Einstürzende Neubauten, the Berlin-based avant-garde art-rock collective, has been redefining the boundaries of experimental music for over four decades. Known for their innovative use of custom-built instruments and found objects, Blixa Bargeld, N. U. Unruh, Alexander Hacke, Jochen Arbeit, Rudolph Moser, and Felix Gebhard blend industrialized noise with poignant melodies, forever challenging the boundaries of the conventional.
Einstürzende Neubauten has been a pioneer in the art of “Rampen” on stage since the mid-1980s. These are public improvisations that serve as launchpads into the unknown, characterized by their open-ended developments and outcomes. The band has recorded their 2022 “Rampen” performances during the encores of their latest Alles in Allem tour, which forms the foundation of their forthcoming new album. This innovative approach not only shapes the new collection of studio recordings, but also weaves a central theme of change, utopian visions, and transience through every track, acting as a common thread that ties the music together.

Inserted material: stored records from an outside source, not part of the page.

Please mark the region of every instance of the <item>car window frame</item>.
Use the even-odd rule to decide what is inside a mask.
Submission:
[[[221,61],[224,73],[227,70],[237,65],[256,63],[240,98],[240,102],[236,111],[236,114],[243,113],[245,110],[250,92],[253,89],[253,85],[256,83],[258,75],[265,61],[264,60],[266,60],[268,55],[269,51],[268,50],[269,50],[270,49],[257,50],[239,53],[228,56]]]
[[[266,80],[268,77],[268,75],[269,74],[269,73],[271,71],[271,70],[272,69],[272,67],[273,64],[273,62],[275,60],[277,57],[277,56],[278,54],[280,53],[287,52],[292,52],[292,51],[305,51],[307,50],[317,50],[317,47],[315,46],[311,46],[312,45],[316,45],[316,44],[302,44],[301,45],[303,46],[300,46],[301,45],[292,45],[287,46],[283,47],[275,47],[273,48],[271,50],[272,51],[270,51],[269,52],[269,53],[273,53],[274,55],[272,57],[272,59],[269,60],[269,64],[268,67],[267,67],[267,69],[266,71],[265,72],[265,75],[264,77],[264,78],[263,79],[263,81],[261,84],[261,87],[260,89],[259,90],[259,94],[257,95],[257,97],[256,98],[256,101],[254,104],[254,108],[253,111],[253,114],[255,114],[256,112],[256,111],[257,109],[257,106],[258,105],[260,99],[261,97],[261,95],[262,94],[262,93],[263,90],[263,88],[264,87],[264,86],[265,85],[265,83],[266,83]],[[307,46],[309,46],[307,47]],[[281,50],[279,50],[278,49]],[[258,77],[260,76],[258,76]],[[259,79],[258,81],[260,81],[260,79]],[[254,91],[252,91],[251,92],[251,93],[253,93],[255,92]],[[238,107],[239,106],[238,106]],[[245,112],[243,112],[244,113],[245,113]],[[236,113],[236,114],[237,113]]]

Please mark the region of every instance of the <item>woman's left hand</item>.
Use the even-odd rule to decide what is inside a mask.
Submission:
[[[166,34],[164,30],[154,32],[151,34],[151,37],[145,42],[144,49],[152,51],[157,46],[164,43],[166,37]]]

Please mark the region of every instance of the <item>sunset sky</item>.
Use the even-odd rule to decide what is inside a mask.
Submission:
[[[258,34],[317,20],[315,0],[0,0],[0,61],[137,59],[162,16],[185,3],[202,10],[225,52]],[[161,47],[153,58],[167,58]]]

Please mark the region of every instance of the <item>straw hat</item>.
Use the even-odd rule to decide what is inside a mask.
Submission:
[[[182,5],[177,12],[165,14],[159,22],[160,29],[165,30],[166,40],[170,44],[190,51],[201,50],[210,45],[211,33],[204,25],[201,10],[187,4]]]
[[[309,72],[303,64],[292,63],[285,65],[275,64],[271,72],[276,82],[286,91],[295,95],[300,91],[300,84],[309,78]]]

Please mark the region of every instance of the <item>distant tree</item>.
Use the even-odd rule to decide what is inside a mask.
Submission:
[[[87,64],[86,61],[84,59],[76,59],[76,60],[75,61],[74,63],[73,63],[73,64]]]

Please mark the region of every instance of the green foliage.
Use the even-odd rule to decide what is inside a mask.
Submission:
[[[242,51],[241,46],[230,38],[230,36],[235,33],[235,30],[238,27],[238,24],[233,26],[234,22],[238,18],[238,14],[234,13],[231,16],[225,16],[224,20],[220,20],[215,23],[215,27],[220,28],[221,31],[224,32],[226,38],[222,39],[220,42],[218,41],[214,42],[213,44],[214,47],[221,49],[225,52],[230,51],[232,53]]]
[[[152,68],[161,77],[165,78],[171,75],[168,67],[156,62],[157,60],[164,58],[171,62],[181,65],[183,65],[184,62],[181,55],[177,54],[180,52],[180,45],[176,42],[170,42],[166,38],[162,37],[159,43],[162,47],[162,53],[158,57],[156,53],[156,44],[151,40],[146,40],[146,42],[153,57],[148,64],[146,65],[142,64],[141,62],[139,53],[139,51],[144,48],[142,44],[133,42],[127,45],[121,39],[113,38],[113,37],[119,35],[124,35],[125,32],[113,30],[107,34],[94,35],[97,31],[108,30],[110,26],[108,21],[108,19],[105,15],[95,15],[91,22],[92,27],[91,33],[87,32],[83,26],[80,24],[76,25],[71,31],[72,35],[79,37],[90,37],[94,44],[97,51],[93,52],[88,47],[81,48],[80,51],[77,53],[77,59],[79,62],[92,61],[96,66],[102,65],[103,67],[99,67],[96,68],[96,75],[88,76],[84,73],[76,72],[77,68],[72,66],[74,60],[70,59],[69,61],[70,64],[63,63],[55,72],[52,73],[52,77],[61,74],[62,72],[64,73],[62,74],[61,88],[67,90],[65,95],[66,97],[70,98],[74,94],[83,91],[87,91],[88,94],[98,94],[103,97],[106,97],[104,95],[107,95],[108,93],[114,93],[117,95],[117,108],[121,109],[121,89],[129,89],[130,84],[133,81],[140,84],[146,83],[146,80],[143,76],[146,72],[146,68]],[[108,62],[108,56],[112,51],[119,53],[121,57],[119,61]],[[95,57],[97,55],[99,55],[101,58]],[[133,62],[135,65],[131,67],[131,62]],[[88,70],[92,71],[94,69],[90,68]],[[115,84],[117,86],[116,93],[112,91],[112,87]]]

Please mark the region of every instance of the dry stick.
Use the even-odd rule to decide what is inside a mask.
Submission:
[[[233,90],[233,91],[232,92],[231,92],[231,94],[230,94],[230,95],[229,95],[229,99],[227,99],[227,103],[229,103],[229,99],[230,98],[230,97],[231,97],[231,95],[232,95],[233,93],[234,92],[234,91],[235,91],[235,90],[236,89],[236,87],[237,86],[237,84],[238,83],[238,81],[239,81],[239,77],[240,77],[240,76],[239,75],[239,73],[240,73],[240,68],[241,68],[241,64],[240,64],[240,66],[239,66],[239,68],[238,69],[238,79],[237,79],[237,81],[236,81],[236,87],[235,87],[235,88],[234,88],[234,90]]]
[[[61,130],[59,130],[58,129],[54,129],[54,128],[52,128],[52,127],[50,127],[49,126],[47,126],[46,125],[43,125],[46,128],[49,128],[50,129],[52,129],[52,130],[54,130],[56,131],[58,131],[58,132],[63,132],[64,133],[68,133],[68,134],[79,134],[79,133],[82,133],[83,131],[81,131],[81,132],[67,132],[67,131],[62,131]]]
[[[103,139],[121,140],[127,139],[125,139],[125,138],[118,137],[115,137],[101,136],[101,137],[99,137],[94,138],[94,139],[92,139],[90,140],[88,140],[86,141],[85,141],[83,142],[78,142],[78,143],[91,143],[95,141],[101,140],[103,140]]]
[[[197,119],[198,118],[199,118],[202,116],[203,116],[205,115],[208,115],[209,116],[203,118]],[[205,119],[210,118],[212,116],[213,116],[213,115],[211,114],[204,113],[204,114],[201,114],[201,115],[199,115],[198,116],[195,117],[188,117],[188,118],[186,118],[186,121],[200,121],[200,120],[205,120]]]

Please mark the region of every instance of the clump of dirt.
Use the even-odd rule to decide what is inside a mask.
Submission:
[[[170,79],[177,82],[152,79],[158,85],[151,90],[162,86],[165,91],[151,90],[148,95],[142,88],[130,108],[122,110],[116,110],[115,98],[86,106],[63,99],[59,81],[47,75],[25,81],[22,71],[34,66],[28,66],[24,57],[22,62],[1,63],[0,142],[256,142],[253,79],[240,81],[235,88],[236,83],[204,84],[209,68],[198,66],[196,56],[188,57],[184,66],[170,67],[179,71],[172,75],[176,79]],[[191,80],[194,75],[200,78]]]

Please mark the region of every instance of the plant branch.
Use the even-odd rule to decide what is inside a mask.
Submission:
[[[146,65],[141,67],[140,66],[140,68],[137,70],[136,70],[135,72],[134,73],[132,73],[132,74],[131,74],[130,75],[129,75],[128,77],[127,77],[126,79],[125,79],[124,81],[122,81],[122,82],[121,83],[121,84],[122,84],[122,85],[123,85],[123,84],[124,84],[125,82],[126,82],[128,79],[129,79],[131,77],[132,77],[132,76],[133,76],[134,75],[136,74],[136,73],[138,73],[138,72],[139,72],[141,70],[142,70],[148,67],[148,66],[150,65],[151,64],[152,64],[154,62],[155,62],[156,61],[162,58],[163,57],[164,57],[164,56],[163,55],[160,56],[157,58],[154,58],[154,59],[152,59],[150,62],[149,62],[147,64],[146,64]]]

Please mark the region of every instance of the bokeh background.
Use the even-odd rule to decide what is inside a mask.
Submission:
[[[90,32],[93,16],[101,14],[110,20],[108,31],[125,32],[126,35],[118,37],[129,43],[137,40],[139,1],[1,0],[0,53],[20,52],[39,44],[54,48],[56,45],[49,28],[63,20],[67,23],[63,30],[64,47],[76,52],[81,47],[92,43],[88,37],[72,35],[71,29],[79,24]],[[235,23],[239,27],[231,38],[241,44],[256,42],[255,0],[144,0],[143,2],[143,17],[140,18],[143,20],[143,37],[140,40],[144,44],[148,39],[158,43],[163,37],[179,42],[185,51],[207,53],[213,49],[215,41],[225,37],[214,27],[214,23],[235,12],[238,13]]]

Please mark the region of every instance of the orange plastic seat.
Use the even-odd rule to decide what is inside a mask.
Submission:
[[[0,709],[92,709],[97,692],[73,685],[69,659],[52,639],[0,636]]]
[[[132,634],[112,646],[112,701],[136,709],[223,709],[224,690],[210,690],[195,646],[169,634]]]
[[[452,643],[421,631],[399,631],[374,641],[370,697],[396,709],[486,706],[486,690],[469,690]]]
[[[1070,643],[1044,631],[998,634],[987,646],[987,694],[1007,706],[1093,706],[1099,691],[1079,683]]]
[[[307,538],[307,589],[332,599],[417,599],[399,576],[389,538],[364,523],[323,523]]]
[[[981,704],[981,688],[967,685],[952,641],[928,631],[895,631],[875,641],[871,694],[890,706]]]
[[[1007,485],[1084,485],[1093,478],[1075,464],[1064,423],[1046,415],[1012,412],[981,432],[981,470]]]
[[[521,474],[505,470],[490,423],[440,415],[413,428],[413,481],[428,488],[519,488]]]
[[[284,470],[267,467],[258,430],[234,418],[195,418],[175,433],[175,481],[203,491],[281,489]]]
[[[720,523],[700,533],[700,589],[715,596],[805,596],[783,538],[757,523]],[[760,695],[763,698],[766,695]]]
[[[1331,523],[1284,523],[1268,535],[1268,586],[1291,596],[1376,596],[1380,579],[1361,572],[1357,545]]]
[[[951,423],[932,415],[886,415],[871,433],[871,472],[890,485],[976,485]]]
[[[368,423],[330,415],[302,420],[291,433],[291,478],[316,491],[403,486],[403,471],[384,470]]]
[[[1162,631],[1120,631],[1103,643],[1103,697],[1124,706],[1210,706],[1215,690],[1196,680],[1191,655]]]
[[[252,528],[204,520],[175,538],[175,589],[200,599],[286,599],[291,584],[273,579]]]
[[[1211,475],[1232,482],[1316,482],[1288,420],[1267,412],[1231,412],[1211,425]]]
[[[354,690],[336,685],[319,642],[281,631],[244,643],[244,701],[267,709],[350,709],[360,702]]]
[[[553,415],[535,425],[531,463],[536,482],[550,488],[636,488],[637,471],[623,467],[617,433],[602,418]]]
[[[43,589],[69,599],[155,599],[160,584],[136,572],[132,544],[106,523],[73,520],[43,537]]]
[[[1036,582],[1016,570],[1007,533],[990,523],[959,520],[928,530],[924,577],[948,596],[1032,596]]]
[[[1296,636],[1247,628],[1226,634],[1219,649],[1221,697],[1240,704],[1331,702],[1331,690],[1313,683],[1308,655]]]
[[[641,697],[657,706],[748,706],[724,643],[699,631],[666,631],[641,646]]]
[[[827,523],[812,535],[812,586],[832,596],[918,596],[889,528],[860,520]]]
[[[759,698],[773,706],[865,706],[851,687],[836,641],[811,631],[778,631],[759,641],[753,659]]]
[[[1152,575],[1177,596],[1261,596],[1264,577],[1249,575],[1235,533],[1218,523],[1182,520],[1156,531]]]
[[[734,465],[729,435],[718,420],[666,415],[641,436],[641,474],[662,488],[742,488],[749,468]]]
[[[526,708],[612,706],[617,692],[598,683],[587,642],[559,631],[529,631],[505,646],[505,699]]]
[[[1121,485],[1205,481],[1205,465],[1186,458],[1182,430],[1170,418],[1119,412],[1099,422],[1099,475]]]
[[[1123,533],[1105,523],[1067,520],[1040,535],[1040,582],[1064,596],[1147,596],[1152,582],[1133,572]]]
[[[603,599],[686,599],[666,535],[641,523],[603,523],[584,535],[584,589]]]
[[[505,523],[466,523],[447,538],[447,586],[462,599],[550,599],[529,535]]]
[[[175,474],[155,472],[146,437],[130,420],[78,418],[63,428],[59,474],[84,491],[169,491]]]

On April 5th, 2024, Einstürzende Neubauten will release the new double album Rampen – apm: alien pop music.
Rampen – apm: alien pop music is described as pop music for parallel universes and in-between worlds ‒ for hyperspaces and interzones. It is microcosmic and intergalactic at the same time. It’s a demi-sophisticated claim outside of all physical laws, with which Einstürzende Neubauten enters a stylistic no man’s land between the past and future. There’s a return to the roots on one side, while a new art form emerges on the other from powerful eruptions of noise encountering cryptic, often fragmentary lyrics: popular music for aliens and outcasts. Anti-pop has become alien pop. Outlandish. Spun like a cocoon. Unheard. Sonus inauditus.
Today, the band is sharing “Ist Ist,” the first single to be released from the upcoming release. In keeping with the enigma that is Einstürzende Neubauten’s oeuvre, the hypnotic lyrics unfurl as an elusive quest, veiled in the gossamer of mystery. It is a pursuit as quixotic as the hunt for Melville’s Great White Whale—this seeking, this yearning. Is it for love, for spirit, or perhaps, the most elusive quarry of all, a coherent sense of self? Or is it simply, “I’ve been everywhere, man?”
Listen to “Ist Ist” below:
The reduced artwork on the cover of Rampen is the band’s tribute to the minimalism of the cover for The Beatles’ White Album. “It’s based on the idea that the Einstürzende Neubauten is just as famous in another solar system as The Beatles are in our world,” Blixa Bargeld says. “On the album, I found a few solutions and formulated things in ways I haven’t formulated them before, because they were never so clear to me. I’m someone who believes you can achieve knowledge through music. It’s always been that way. I follow the conviction. I’ll find something in the music that I didn’t know before. And sing something that I didn’t know. Something that turns out to be true. Or, to take this down a notch, something that at least has meaning.”
This album represents the next step in this evolution, where the familiar language is finally left behind, opening further, infinite possibilities: alien pop music.